Services were held as early as 1901 under the direction of Rev. J. J. Canafax, a Methodist minister who lived at the Bethel parsonage, according to church records. By the time Canafax left the church circuit in late 1903, there were already 36 church members on the roll.
The ministry would add still more followers before member and contractor Fred S. Williams built an official meeting place in 1904. According to documents provided by Faries, “(the) building still stands on the two lots sold to the church for $2 by the Smith Land and Improvement Company.”
Maypearl First United Methodist Church began as the Maypearl Methodist Episcopal Church South on a circuit with four other churches under the pastorship of Rev. C. A. Clark. The church expanded quickly. By 1910, the church had joined the Central Texas Conference, adding more locations to the circuit by 1914.
Physical expansion began in the 1920s, when Sunday school rooms were added to the original structure. In the late 30s and early 40s, lots around the church were purchased to make room for parking and a parsonage.
An education building was added in 1957, erected from the salvaged lumber of the Greathouse Baptist Church and School. The building is now used for dinners and other get-togethers, as well as for Sunday school classes.
“And we have shared that building with other churches that needed a meeting place,” said Jacobson, whose mother, Ann Bynum, was also a church member.
According to a write-up from the Grandview Tribune in 2005, Bynum was instrumental in helping to maintain a longstanding piece of church history — a family quilt, made in 1928, which still hangs in the church today.

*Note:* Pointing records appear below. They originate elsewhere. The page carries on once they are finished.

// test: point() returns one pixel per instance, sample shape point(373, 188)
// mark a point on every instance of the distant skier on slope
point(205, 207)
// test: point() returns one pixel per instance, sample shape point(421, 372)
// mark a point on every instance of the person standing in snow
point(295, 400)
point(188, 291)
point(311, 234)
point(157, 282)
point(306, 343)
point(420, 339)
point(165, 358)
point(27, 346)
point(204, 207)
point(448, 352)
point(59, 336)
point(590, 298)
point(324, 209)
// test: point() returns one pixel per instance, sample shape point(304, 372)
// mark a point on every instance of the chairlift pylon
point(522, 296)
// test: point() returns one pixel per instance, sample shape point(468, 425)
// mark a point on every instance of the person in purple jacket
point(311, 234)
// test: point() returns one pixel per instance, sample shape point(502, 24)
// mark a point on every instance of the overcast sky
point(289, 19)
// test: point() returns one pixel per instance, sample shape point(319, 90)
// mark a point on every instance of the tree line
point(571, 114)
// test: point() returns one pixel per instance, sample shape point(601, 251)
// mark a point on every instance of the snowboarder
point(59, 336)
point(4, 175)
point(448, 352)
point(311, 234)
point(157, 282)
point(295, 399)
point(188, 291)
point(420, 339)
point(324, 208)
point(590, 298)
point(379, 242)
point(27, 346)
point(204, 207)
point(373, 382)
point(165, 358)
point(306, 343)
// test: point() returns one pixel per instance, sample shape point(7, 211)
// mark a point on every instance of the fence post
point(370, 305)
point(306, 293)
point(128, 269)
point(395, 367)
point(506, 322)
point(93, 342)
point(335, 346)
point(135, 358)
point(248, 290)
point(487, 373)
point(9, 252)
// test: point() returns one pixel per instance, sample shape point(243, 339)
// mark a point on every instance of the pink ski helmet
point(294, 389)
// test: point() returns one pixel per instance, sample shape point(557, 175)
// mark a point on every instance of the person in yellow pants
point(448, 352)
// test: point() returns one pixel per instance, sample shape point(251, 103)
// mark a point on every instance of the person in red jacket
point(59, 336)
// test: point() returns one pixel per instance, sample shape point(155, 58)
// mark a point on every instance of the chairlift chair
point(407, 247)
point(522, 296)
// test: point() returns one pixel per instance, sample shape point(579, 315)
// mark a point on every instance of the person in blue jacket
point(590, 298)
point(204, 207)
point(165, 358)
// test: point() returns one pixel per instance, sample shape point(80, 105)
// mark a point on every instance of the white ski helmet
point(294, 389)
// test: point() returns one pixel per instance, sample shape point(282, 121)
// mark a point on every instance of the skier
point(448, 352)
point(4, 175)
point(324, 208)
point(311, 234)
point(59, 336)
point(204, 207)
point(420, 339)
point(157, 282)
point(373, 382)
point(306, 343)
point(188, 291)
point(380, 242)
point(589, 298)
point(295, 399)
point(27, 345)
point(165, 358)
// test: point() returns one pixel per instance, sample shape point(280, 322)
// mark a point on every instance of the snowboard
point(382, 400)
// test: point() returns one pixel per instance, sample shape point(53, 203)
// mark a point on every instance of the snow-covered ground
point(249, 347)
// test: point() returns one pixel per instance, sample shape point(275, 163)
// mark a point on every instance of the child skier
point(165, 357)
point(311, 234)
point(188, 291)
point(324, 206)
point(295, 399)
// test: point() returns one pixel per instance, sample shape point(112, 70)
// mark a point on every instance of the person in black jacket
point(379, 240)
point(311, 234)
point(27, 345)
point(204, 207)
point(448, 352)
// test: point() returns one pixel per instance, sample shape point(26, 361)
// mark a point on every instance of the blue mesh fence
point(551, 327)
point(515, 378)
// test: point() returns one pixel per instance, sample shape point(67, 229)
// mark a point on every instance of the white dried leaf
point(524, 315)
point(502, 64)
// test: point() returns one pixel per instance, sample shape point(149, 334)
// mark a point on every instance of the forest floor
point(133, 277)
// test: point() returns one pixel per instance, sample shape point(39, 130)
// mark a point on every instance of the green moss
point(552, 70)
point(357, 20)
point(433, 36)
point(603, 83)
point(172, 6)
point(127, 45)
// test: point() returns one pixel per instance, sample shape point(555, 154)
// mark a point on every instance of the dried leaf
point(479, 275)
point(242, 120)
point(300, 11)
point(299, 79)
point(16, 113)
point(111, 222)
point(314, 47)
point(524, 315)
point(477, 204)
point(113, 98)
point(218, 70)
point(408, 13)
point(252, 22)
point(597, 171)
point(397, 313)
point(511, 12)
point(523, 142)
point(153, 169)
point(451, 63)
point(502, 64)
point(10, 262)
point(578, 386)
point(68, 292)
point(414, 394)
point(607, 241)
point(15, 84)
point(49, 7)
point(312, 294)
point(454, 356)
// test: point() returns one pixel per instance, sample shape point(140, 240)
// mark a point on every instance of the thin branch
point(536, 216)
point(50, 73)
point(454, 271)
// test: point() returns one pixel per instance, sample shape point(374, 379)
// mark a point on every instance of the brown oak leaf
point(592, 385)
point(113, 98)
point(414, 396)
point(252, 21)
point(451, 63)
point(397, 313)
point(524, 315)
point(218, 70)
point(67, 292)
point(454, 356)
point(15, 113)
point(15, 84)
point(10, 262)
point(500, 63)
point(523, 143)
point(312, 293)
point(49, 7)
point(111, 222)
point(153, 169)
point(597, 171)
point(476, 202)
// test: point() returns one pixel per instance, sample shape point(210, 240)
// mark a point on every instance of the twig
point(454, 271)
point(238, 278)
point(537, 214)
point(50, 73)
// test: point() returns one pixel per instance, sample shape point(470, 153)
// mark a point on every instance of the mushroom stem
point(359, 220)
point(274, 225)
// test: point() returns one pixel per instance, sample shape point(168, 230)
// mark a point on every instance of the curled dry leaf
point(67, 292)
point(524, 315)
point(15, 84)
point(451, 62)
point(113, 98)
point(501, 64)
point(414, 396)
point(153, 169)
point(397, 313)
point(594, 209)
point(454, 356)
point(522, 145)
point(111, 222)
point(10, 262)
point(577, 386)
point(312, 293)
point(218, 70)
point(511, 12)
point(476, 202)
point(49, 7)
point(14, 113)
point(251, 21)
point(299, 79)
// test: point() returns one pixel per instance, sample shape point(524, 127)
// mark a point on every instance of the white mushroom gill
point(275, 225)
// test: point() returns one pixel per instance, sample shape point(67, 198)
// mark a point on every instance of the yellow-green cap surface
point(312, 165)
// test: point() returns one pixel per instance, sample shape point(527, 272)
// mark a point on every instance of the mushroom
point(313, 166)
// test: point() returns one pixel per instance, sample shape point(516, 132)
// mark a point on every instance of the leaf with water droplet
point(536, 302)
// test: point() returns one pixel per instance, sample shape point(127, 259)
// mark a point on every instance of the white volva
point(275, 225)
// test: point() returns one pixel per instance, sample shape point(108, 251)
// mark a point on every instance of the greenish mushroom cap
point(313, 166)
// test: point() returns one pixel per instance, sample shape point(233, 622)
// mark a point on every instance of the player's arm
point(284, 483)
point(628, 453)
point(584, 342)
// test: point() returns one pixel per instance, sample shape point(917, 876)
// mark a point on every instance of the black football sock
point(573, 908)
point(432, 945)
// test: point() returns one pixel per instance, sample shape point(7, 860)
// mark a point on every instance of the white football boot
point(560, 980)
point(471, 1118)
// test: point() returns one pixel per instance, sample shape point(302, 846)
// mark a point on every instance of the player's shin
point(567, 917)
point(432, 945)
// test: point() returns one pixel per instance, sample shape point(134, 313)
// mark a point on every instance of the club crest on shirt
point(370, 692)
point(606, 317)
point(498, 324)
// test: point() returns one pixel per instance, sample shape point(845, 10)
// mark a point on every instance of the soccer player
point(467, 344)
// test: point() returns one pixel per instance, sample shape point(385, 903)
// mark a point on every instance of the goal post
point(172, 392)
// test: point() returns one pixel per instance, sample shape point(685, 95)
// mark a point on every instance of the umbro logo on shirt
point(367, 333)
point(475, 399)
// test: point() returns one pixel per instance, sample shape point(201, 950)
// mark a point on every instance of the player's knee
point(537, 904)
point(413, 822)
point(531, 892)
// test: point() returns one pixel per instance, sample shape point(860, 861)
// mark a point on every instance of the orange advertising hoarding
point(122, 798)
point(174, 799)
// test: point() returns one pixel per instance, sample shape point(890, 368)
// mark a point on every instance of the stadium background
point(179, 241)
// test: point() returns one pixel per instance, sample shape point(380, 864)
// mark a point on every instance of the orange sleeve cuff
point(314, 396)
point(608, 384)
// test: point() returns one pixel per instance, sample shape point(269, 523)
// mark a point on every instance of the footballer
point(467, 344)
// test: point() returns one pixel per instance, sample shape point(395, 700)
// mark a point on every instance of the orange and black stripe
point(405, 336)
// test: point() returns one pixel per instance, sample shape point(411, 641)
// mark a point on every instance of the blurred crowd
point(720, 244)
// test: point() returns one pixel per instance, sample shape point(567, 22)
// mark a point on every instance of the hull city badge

“The squares in (the quilt) were actually done by different families in the church, and they’ve got the family names in there,” recalled church member Tommy Faries, Janice’s husband. “We actually have people periodically … that will hear about that quilt, and they’ll come … and want to look at it because of their ancestors.”
Janice and Tommy stumbled upon the quilt top in a box in the attic of the church parsonage while helping Pastor Ken Bergeron and his family move out in 1993.
“Needless to say, it has been put in a glass case and is hanging on the wall now,” Tommy said.
The church held its first Lord’s Acre in October of 1959, led by Rev. J. W. Sellers.
“He was also our speaker at our 100th (anniversary) celebration on May 2 of 2004,” Janice said.
Money raised from annual Lord’s Acre events then helped the church make needed renovations in the 1960s: a fresh coat of paint on the interior walls, paneling behind the pulpit, new carpet and new pews, concrete sidewalks and landscaping outside.
These funds have continued to assist Maypearl congregation in maintaining their historic building — while keeping its historical integrity intact.
“The people ahead of us have kept it as close to the original as possible,” Tommy said. “The original cornerstones with the names of the trustees is still on the building.”
One thing that has changed about the Maypearl church is the height of its steeples. When lightning struck the church in November of 1984, a fire began in one of the steeples. High storm winds also caused damage, and lowering the steeples was considered. The project was completed in 1991.
Stained glass windows were added to the front of the church in 1993 and 1994 depicting the Good Shepherd and Jesus and his loving children. The pieces were given to the church to honor the memory of members Doris Sisk Chester and William and Faye Childers.
Today, services are still held every Sunday in the original 1904 structure, led by Dr. Art Torpy. The church is located at 301 West 3rd Street in Maypearl.
“Maypearl United Methodist Church is my family,” Janice and Tommy agreed, “and we all work together to make it a place that we will be proud of.”